Qu’est-ce qui t’a semblé le plus difficile dans l’adaptation acoustique de ces morceaux en fin de compte ?
Celui qui était le plus mystérieux, que je ne savais pas comment aborder, c’était le morceau « From 66 to 51 » de notre tout premier album qui était très rock/stoner désertique. On l’avait remis dans le set électrique depuis quelques temps parce qu’on avait envie de la rejouer. Mes copains me disaient que ce serait super qu’on en fasse une version acoustique. Et je me demandais comment on allait faire pour l’adapter ! À force de chercher, de jouer sur les accordages, on est tombé sur cette version qui nous semblait bien et qui lui donne un côté folk. Pour ma part, ce qui était le plus difficile dans l’exercice de cet EP, c’est le mixage car c’était la première fois que je mixe. C’est moi qui ai mixé cet album, or ce n’est pas du tout mon métier ! Je pratique la musique assistée par ordinateur depuis le confinement parce que le fait d’être enfermé à la maison pousse à essayer des choses, à tirer du positif à partir du négatif. Je m’y suis mis et j’y ai tiré vachement de plaisir. J’ai bossé sur quelques morceaux avec Poun (le chanteur de Black Bomb A), on a produit quelques maquettes. Tout le monde m’a alors dit : « Mais le mix, pourquoi tu ne le ferais pas toi ? On aime ce que tu fais, ça nous plait et au moins on est sûr que le résultat sera conforme à nos attentes ! » J’ai sûrement mis deux fois plus de temps qu’un vrai ingé son qui aurait fait ça en quelques jours, c’est sûr, moi il m’a fallu des semaines. Mais on est fier du résultat et on a réussi à trouver ce côté très intimiste.

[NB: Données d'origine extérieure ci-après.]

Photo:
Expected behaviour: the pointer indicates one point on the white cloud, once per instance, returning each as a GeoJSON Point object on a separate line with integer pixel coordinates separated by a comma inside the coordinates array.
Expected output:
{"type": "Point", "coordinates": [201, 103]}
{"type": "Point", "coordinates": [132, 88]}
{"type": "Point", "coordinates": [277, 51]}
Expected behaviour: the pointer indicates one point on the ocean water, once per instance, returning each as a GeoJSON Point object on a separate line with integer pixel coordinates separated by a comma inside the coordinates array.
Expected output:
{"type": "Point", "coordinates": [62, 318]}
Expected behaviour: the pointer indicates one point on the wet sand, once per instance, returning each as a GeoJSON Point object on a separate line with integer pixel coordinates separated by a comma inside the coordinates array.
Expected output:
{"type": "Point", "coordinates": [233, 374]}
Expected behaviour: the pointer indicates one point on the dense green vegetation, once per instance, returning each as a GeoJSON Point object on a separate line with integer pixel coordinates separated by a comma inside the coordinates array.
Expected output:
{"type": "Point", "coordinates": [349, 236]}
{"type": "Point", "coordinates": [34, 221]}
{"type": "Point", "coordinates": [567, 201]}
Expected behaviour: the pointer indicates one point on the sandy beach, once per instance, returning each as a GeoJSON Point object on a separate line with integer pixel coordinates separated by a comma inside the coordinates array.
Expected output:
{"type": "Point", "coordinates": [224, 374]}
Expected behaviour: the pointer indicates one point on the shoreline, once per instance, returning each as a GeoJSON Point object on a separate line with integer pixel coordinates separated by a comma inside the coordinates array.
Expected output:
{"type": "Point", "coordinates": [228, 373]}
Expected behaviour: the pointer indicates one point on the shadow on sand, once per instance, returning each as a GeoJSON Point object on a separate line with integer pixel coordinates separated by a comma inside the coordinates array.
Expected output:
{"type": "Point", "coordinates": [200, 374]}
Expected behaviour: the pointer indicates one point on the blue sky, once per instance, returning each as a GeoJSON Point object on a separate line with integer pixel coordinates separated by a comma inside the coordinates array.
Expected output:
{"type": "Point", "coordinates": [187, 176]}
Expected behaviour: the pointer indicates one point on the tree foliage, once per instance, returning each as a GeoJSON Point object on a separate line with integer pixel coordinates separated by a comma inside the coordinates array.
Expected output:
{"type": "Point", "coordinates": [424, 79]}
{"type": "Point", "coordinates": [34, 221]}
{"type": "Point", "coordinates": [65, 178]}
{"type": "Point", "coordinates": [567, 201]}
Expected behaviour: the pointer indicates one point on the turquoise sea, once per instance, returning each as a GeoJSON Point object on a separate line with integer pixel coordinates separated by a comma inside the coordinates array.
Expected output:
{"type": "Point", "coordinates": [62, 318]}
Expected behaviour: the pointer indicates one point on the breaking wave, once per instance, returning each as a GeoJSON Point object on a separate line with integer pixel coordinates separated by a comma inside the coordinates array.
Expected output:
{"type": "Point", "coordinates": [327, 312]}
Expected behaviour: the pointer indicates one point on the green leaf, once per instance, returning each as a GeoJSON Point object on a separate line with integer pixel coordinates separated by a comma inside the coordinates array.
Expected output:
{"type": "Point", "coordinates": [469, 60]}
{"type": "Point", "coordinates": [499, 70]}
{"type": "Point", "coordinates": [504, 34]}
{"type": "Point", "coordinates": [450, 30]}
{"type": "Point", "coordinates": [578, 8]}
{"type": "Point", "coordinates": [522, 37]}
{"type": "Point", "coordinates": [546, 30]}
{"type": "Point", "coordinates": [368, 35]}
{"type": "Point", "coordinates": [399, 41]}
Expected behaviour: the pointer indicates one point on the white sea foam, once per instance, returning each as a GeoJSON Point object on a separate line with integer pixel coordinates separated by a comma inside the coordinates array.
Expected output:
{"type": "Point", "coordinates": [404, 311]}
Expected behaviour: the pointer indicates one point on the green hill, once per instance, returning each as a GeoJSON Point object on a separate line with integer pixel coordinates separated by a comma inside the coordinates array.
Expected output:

Tu n’as pas eu l’impression de redécouvrir certains morceaux ? Parce que tu devais les réécouter, les décortiquer…
Si, complètement. Je crois même que le morceau « Z », j’en préfère au final la version acoustique ! (rires) Forcément, tu redécouvres les vieux morceaux. Ceux de Polaris, je les avais encore en tête. Mais « Z » et « From 66 to 51 » évoqué tout à l’heure, ils ont quinze ou vingt ans d’âge, ça te replonge dans le passé. Se les réapproprier en version acoustique leur donne vraiment une seconde vie. Il y a certains trucs pour lesquels je me disais : « Ah tiens, j’avais écrit ça à l’époque ? C’est pas mal ! ». Tu te surprends même un peu ! On avait une vingtaine d’années quand on a composé « From 66 », on était donc très jeune. Et aujourd’hui, on en a quarante… Reprendre la guitare et enchainer ces accords, ça donne un effet surprise.

C’est un bel hommage à votre discographie dans tous les cas. Vous avez d’ailleurs tourné un clip pour une des chansons, en haut d’un immeuble à Strasbourg. Vous pouvez nous en dire plus ?
On a travaillé sur un clip pour « Blood-Planet Child » en version acoustique. Comme c’est devenu un morceau assez emblématique de notre discographie, la version acoustique nous plaisait énormément, c’était une version « clipable » assez facilement parce qu’elle n’est pas très longue, elle a une structure simple donc pour un réalisateur, c’est génial. Justement ce réalisateur, Germain Lalot, c’est un copain de Greg, notre batteur. Il a motivé une équipe de tournage, beaucoup d’étudiants à qui ça donnait des projets de fin d’études de cinéma. C’était un projet collectif qui a apporté beaucoup de kiff à tout le monde sous différents aspects. Le clip a été tourné dans trois lieux différents. On l’a enregistré dans le sens inverse, non chronologique, en plusieurs fois. L’idée c’était d’avoir une progression dans le clip pour montrer la respiration, en allant chercher de l’air de plus en plus haut sur le toit d’un immeuble de Strasbourg. Ça a été une galère sans nom pour avoir une autorisation de tournage. Cet EP couvre les quatre saisons, la photo a été prise l’été, les photos de presse ont été faites au printemps et le clip a été tourné en partie à l’automne et en hiver. Ça sort courant janvier 2024.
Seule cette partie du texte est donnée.